KAHN: Victor Smith is a U.S. farmer who grows hundreds of acres of vegetables in Mexico. He farms in the fertile valley just south of the border of eastern California. Colorado river water, inexpensive Mexican labor and large U.S. investments have turned this sector of dusty desert into a major player, ensuring a year-round supply of many vegetables to U.S. consumers, says Smith. He says Trump's continual threatening of Mexico has left him extremely frustrated.
SMITH: You know, business loves certainty.
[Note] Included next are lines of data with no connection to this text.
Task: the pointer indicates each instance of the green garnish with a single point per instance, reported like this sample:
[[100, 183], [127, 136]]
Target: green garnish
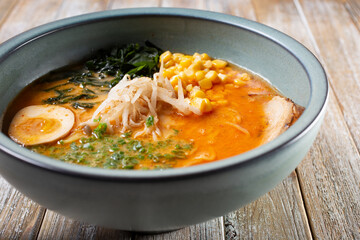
[[100, 130], [131, 59], [149, 121]]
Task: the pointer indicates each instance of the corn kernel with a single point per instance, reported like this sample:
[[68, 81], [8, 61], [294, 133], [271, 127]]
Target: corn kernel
[[183, 76], [205, 84], [222, 102], [212, 76], [174, 80], [207, 64], [189, 87], [169, 63], [186, 61], [190, 73], [245, 77], [176, 89], [168, 73], [199, 75], [196, 92], [203, 104], [208, 105], [197, 56], [166, 56], [239, 82], [223, 78], [217, 63], [204, 56], [177, 57], [197, 65]]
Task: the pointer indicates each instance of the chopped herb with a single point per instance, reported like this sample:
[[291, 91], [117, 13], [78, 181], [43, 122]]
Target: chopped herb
[[100, 130], [98, 119], [176, 132], [150, 121]]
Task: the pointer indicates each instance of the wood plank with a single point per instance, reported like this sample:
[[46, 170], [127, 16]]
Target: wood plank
[[56, 226], [330, 175], [22, 16], [19, 216], [320, 183], [212, 229], [353, 7], [330, 180], [277, 215], [71, 8], [6, 6], [337, 40]]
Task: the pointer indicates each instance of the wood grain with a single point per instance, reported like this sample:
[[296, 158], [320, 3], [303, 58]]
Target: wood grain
[[330, 174], [277, 215], [6, 7], [71, 8], [28, 14], [19, 216], [337, 40], [353, 7]]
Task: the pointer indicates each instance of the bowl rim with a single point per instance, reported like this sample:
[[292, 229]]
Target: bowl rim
[[313, 113]]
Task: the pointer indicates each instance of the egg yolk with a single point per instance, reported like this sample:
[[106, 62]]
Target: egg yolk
[[38, 126]]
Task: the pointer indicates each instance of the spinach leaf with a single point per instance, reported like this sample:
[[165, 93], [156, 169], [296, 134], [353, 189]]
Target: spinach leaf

And business cannot really operate effectively in a climate where you don't know what's going to happen, you know, year to year, month to month and, what it appears now, week to week.
KAHN: Smith has invested millions of dollars in his operations in northern Mexico, providing thousands of jobs to Mexicans, who also say they're tired of all the threats and worrying about the stability of their jobs here at home.
Fifty-four-year-old Salvador Ramirez Corona uses a huge pair of scissors to trim the white, thick, hairy ends of a bunch of green onions he's just cleaned up and bound together with a rubber band. There's such a strong smell of onions in the hot, dry air, it stings your eyes. This type of labor-intensive harvesting is barely done in the U.S. anymore. The entire crop of green onions, all for export, would have received Trump's tariffs and sent prices spiking for U.S. consumers.
SALVADOR RAMIREZ CORONA: (Speaking Spanish).
KAHN: Ramirez says, "Trump shouldn't threaten Mexico. It's really wrong of him to do so," he says.
CORONA: (Speaking Spanish).
KAHN: He says, "it feels like Trump has all the power to do what he wants these days." Carrie Kahn, NPR News, Ciudad Morelos at the northern Mexican border.